In class we derived the MOM and MLE for an exponential distribution with parameter ????. Conduct a Bootstrap simulation to compare the estimation of λ with sample sizes of n = 10, n = 100, and n = 500. Choose true value λ = 0.2 and use B = 1000. Calculate and compare the mean and standard error for each set of simulations to each other as well as their theoretical values.

To conduct a Bootstrap simulation to compare the estimation of the parameter λ of an exponential distribution with different sample sizes, let's follow these steps:

1. Generate a sample size of `n` from the exponential distribution with the true parameter λ = 0.2. Do this for n = 10, n = 100, and n = 500. For each sample, calculate the Method of Moments (MOM) and Maximum Likelihood Estimation (MLE) for λ.

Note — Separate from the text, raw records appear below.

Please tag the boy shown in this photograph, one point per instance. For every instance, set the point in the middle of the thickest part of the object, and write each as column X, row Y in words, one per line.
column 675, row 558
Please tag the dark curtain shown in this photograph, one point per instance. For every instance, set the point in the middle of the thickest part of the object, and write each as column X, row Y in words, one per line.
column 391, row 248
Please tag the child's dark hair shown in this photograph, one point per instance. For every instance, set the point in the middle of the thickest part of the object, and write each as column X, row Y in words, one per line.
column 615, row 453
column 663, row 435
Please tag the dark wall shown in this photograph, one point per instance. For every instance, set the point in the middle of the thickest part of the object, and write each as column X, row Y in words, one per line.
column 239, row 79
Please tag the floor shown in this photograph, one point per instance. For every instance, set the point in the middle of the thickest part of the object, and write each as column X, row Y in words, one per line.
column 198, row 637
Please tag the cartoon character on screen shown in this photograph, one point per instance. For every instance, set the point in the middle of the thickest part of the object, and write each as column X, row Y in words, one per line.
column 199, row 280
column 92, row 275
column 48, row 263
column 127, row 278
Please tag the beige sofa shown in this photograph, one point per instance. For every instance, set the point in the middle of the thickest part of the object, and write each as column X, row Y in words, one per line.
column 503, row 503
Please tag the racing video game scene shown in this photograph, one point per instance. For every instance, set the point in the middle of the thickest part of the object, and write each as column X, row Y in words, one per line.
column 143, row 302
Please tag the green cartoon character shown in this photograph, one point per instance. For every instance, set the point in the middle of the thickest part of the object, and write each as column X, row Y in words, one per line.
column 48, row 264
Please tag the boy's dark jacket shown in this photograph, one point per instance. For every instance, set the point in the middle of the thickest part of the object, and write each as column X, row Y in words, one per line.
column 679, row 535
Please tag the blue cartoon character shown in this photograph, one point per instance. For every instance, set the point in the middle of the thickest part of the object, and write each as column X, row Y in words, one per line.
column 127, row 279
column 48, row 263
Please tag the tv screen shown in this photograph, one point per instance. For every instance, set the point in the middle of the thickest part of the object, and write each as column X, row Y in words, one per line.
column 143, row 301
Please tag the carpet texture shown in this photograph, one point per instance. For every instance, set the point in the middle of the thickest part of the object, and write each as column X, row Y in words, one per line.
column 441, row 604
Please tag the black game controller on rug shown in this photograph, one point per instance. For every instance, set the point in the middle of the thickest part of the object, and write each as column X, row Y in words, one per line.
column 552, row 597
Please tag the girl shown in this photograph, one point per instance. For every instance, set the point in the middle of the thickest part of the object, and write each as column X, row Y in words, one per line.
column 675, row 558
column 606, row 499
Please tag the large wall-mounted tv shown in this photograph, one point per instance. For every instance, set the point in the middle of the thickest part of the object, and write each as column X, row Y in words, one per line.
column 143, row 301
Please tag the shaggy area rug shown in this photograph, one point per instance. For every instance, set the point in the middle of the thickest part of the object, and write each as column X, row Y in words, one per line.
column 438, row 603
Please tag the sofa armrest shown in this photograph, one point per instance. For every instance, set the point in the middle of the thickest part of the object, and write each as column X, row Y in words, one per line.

Note: For an exponential distribution, the MOM estimator is the sample mean (1 / sample mean), and the MLE estimator is also the sample mean (1 / sample mean).

2. Perform B = 1000 Bootstrap resamplings from each original sample. For each resample, calculate the MOM and MLE estimates. This will give you 1000 estimates of λ for each sample size and each method.

3. Calculate the mean and standard error of the 1000 Bootstrap estimates of λ for each sample size and each method. This will provide you with the Bootstrap mean and standard error for MOM and MLE for each sample size.

4. Compare these Bootstrap mean and standard error values for each sample size to each other, as well as to their theoretical values. The theoretical mean of the estimator for λ should be λ itself, which is 0.2. The theoretical standard error for the MLE of an exponential distribution is λ / sqrt(n).

Now, let's look at the results you might expect:

For n = 10, you will likely see larger variability in the Bootstrap estimates with a higher standard error compared to larger sample sizes. The mean estimate for λ might also be less accurate.

For n = 100, the Bootstrap estimates should have a lower standard error and the mean estimate should be closer to the true value of λ.

For n = 500, the estimates should be even more accurate and less variable, with the mean very close to the true value of λ and the standard error should be smaller, reflecting the increased precision due to the larger sample size.